The safety and scientific validity of this study is the responsibility of the study sponsor and investigators. Listing a study does not mean it has been evaluated by the U.S. Federal Government. Read our disclaimer for details. Identifier: NCT01364597
Recruitment Status : Enrolling by invitation
First Posted : June 2, 2011
Last Update Posted : April 24, 2020
Information provided by (Responsible Party):
UCB Pharma ( UCB Pharma SA )

Brief Summary:
This study will evaluate the safety and tolerability of brivaracetam in pediatric subjects with epilepsy.

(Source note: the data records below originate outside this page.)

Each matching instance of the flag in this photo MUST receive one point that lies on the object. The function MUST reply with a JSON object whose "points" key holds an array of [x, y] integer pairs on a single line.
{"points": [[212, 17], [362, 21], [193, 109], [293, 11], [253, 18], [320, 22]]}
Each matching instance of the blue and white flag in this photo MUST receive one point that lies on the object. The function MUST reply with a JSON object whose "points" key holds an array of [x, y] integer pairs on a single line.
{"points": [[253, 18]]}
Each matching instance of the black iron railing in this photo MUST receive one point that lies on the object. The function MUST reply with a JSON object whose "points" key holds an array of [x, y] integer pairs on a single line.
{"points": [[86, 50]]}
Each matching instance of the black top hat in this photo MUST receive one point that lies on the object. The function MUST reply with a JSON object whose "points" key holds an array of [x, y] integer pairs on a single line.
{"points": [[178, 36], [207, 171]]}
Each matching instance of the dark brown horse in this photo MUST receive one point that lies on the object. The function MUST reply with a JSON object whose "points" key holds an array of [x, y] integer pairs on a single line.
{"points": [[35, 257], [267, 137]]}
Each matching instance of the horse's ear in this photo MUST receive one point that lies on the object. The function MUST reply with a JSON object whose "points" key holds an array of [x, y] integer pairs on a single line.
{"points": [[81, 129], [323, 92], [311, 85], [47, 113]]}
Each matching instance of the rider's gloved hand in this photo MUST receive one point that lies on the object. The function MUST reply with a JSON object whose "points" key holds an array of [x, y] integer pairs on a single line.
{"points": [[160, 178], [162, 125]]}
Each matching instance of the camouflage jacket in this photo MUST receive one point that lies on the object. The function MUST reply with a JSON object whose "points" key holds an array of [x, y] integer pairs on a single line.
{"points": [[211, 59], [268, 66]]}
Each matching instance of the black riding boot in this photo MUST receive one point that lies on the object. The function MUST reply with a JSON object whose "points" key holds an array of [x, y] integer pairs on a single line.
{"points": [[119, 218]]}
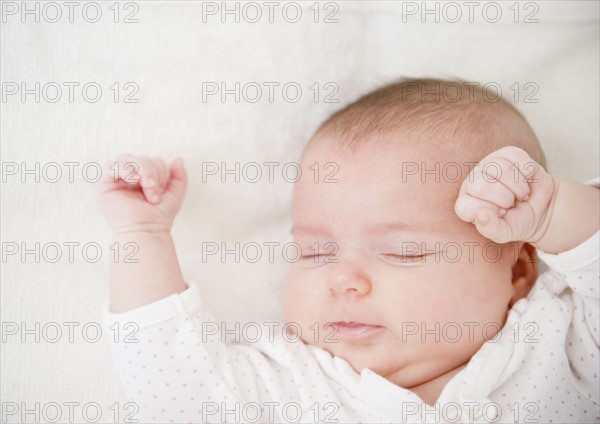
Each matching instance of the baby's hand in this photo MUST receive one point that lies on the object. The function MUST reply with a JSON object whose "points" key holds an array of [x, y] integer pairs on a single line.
{"points": [[507, 196], [140, 194]]}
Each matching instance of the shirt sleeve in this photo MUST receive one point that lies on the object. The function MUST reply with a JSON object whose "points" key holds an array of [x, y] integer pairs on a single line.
{"points": [[173, 363], [575, 273]]}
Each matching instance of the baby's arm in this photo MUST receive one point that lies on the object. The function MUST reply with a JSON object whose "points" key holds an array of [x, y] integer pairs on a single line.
{"points": [[140, 197], [533, 207]]}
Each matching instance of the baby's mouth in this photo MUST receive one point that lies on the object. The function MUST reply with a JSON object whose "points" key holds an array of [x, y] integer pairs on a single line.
{"points": [[353, 329]]}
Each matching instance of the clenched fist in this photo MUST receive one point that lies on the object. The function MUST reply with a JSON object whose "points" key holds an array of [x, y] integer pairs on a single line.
{"points": [[140, 193], [508, 196]]}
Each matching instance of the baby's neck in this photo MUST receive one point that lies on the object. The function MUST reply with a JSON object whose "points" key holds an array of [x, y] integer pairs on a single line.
{"points": [[430, 391]]}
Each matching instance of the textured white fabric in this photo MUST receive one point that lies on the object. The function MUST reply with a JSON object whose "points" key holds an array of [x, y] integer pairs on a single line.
{"points": [[169, 53], [542, 367]]}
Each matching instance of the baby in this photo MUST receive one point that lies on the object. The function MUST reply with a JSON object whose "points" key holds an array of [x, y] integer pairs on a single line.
{"points": [[417, 297]]}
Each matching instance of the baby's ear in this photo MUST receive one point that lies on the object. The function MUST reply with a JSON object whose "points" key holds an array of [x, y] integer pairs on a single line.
{"points": [[524, 272]]}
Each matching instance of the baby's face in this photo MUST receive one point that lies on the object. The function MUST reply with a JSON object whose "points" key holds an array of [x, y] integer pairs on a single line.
{"points": [[409, 319]]}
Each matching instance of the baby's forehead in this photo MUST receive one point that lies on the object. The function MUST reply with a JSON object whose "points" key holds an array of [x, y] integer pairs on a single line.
{"points": [[399, 146]]}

Condition or disease Intervention/treatment Phase
Epilepsy Drug: Brivaracetam (BRV) Phase 3

Expanded Access : An investigational treatment associated with this study is available outside the clinical trial.   More info ...

Detailed Description:

This is a Phase 3, open-label, single-arm, multicenter, long-term study to evaluate the safety and efficacy of brivaracetam (BRV) in children with epilepsy.

This study was initially designed for pediatric subjects who had completed a previous BRV study.

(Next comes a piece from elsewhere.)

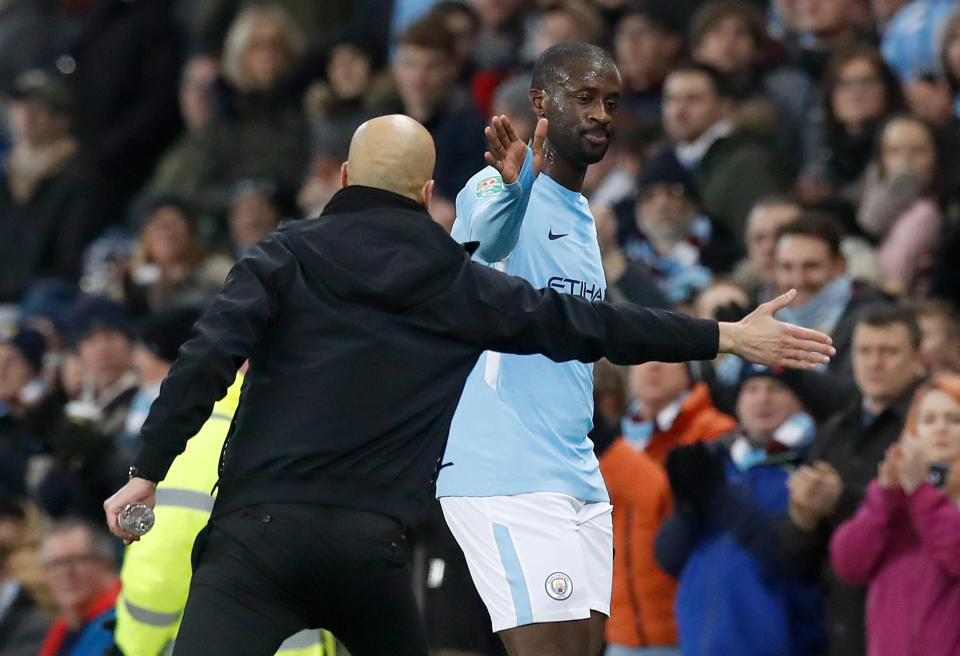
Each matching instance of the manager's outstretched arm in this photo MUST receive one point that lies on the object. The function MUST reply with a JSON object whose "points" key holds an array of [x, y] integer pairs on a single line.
{"points": [[505, 313]]}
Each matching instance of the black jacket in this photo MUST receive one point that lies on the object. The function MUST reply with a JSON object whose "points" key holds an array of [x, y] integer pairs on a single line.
{"points": [[23, 626], [361, 327]]}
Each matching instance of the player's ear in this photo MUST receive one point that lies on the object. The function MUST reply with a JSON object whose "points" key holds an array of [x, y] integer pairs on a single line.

With Protocol Amendment 4, enrollment for "directly enrolled" subjects was modified from 'up to' an additional 100 subjects to "at least" 100 subjects, keeping the planned total enrollment of approximately 600 subjects to allow flexibility in the number of patients reaching 1 year of exposure.

With protocol amendment 5, entry criteria for subjects coming for other pediatric core studies in development were included. Additional clarity was provided for subjects enrolled in N01266 that temporary roll over to one of those studies and resume participation in N01266.

The primary objective is to evaluate the long-term safety and tolerability of BRV. The secondary objective is to assess the efficacy of BRV during long-term exposure.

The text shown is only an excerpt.